Ein Große Bier Bitte!
In the afternoon we walk with Polly to a small cafe where Paul, superbly happy, gets a sparkling beer the size of his head. It’s a Luxemberg pale ale which is both tasty, light and refreshing, perfect for a sunny summer day.
Afterwards we wander back to camp enjoying views of the river and the many people bicycling and walking around.
There’s an old couple sitting in the shade holding hands, a young gal with her pug, smoking and playing by the bank, a family set-up picnic style with music playing and their young daughter rollerblading around, and of course there’s fishermen lined up all along the banks in search of a lucky catch. Come sunset the day crowd thins out and a small crowd of teenagers gathers, sharing clandestine kisses and cans of cheap beer.
I finally know where they go to get into trouble….
The next day I discover a little bike trail that heads up into the vineyards. It’s a lovely ride with almost no-one around and spectacular views along the river. I take a moment to stop and enjoy a brief burst of sunlight at the top, relishing in the newness of it all and that sense of exploring once again. It’s such an energizing feeling.
Even Polly has gotten into the travel-groove again.
She spends her days sniffing in thousands of new smells along the trail and then sleeps like a log snoring soundly from the exhaustion of it all. We can’t do the multi-mile hikes we used to with our old girl, so it’s more like a meandering sniff-walk these days, but she’s just happy to be a part of the adventure. And of course we’re always happy when she’s along.
Ready To Push On
We don’t do anything much else during our stay other than work a bit, relax and recuperate from our last few days of driving.

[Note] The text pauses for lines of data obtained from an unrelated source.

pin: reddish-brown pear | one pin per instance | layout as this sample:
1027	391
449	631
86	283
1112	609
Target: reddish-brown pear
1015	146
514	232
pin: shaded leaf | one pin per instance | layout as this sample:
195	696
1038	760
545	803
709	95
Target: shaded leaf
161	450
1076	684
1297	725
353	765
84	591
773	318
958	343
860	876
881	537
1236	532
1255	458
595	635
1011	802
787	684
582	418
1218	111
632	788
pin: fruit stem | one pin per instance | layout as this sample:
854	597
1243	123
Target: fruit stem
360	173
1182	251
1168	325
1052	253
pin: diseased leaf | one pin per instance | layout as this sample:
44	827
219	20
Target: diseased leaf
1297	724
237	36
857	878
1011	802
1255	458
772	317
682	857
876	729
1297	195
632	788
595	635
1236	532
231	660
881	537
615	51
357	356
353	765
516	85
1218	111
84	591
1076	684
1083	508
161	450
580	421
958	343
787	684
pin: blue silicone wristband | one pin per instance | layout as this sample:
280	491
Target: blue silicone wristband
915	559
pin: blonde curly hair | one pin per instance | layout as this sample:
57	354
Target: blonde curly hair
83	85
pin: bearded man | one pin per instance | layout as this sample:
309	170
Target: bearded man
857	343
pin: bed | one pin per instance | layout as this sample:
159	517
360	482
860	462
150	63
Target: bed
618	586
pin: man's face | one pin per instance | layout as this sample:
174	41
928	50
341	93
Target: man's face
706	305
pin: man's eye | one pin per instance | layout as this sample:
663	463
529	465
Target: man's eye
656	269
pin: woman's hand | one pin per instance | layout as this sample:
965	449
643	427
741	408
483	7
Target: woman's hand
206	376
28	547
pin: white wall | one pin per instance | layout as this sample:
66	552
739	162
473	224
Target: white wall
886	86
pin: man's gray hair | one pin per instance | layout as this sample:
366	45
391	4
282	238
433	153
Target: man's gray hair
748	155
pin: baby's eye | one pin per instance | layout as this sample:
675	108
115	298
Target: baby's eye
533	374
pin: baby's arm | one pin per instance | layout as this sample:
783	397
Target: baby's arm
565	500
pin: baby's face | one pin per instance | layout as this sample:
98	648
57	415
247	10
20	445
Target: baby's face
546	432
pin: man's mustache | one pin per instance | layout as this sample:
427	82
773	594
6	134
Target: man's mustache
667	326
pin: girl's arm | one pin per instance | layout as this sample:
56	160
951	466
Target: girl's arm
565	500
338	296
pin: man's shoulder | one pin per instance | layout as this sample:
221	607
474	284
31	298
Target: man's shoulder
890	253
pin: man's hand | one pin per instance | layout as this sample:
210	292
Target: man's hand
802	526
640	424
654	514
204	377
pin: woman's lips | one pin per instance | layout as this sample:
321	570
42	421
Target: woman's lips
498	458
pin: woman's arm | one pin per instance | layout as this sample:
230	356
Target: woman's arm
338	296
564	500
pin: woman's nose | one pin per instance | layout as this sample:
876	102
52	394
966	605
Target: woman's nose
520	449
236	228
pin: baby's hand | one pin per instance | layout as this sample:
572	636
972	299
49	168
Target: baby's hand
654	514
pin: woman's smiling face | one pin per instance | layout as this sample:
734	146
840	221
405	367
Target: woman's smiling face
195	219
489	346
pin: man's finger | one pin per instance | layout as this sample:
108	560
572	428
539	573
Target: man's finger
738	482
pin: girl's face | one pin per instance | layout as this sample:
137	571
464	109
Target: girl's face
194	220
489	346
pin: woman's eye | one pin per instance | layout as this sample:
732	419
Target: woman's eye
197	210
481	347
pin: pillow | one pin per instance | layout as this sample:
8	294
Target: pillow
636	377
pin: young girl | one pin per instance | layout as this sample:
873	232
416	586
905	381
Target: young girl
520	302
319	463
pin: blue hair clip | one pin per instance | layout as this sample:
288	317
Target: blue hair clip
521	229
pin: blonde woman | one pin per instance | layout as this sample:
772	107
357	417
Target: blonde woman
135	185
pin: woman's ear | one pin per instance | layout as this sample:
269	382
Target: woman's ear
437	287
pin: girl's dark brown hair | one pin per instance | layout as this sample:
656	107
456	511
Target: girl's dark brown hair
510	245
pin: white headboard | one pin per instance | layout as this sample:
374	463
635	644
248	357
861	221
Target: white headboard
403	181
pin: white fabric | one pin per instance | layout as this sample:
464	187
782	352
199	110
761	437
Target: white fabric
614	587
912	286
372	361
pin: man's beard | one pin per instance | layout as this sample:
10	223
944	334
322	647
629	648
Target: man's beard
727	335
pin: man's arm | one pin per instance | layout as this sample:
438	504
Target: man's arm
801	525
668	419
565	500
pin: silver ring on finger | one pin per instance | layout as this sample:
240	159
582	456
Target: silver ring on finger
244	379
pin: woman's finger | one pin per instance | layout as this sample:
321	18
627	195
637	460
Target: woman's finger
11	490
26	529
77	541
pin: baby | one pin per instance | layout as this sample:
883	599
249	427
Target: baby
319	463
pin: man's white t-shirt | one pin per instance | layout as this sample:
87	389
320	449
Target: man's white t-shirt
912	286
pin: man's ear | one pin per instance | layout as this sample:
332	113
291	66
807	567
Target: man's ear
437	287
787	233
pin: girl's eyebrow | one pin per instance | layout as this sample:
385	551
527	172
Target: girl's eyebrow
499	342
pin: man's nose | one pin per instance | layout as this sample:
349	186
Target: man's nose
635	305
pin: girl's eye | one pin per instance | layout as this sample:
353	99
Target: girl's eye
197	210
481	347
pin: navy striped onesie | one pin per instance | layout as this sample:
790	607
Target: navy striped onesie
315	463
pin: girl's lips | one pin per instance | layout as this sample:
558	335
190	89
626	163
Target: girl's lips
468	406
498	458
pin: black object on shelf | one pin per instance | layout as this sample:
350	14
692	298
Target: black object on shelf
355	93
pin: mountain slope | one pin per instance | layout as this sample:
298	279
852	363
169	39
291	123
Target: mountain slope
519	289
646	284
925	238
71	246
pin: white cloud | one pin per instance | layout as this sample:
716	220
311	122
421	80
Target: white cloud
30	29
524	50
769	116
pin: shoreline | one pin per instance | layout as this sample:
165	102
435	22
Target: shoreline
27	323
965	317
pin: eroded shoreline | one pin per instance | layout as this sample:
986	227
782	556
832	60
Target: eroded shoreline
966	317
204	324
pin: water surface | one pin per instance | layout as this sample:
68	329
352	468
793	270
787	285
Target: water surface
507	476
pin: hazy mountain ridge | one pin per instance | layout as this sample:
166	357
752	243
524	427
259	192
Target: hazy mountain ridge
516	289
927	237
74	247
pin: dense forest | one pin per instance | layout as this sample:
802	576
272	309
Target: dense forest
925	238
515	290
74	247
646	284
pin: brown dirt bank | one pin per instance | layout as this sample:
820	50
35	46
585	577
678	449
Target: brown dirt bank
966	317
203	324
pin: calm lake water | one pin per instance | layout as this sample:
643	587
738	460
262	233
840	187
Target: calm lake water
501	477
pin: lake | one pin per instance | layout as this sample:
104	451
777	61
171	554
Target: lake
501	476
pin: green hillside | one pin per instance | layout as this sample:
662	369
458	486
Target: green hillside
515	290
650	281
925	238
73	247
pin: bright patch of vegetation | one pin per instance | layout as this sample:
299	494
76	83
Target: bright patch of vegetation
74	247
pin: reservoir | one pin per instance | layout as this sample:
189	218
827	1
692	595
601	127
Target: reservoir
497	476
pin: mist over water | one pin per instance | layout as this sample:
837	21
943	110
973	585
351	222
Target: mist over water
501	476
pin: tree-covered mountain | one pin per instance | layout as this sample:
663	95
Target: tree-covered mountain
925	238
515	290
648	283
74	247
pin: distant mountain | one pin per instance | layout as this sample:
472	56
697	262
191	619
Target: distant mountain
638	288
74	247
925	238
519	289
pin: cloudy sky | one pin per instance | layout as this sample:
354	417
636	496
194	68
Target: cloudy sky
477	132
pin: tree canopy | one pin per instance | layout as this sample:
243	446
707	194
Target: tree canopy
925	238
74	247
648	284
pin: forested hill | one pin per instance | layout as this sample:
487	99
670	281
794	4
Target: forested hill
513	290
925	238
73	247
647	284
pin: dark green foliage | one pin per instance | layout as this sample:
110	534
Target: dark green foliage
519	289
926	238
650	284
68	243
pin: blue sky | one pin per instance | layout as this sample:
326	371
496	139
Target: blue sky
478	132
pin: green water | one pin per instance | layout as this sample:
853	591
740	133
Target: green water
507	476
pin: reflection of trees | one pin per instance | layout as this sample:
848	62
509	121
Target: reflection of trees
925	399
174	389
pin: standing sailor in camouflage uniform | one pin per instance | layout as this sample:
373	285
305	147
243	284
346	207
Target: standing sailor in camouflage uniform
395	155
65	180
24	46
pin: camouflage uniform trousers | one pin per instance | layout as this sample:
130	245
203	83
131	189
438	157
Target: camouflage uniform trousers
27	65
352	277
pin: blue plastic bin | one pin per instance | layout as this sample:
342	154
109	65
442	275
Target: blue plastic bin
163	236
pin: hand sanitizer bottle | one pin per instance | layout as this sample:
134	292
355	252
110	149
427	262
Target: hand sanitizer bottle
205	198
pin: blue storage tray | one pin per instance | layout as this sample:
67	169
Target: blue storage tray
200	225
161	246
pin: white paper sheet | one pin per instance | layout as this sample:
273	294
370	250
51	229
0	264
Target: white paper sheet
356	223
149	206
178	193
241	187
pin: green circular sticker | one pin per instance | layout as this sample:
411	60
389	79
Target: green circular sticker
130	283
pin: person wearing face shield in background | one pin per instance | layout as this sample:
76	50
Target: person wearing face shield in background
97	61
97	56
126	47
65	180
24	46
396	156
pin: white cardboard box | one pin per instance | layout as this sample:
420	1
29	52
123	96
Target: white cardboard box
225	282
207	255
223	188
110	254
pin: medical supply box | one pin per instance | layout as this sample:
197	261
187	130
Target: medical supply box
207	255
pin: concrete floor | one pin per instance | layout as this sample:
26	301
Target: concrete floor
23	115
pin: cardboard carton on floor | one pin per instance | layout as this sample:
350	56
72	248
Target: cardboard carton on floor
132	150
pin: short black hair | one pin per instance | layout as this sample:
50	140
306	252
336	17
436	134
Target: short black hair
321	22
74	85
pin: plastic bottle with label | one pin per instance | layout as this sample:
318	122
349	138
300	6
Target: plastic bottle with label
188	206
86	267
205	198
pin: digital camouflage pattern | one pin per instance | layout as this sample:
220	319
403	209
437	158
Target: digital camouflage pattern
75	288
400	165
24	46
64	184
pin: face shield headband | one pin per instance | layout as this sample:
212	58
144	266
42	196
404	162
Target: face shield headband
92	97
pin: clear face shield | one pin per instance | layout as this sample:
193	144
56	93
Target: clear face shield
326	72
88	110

You could say we stayed in Luxembourg without really seeing the place which would indeed be true. We didn’t make it to see the Capital with it’s old fortress walls and miles of underground Bock Casemates tunnels hewn directly into the rock. Nor did we see the forested plateaus of the Ardennes with its fairytale Bourscheid Castle. Alas, traveling is almost always like that. You visit a place only to realize there is so much more to see.
Perhaps some other time we’ll come back to explore this enigma of a spot again, but for now we’re driving with a purpose. Tomorrow we hit Germany and a few days after that we’ll be home. Well, home for me anyway. And I simply cannot wait to share it with you!
See you there, my friends…
** Devastating Rains: We didn’t know it at the time, but the rain we saw our first week on the road was just a small precursor to the devastating floods that hit Germany, Belgium, the Netherlands and some parts of Luxembourg just a few days later on July 15th. Thousands of people were evacuated from their homes, and many tragically lost their lives. We were incredibly lucky that we passed through Germany just prior to this, but our thoughts remain with all those who were impacted. It will take a long time to re-build what has been lost.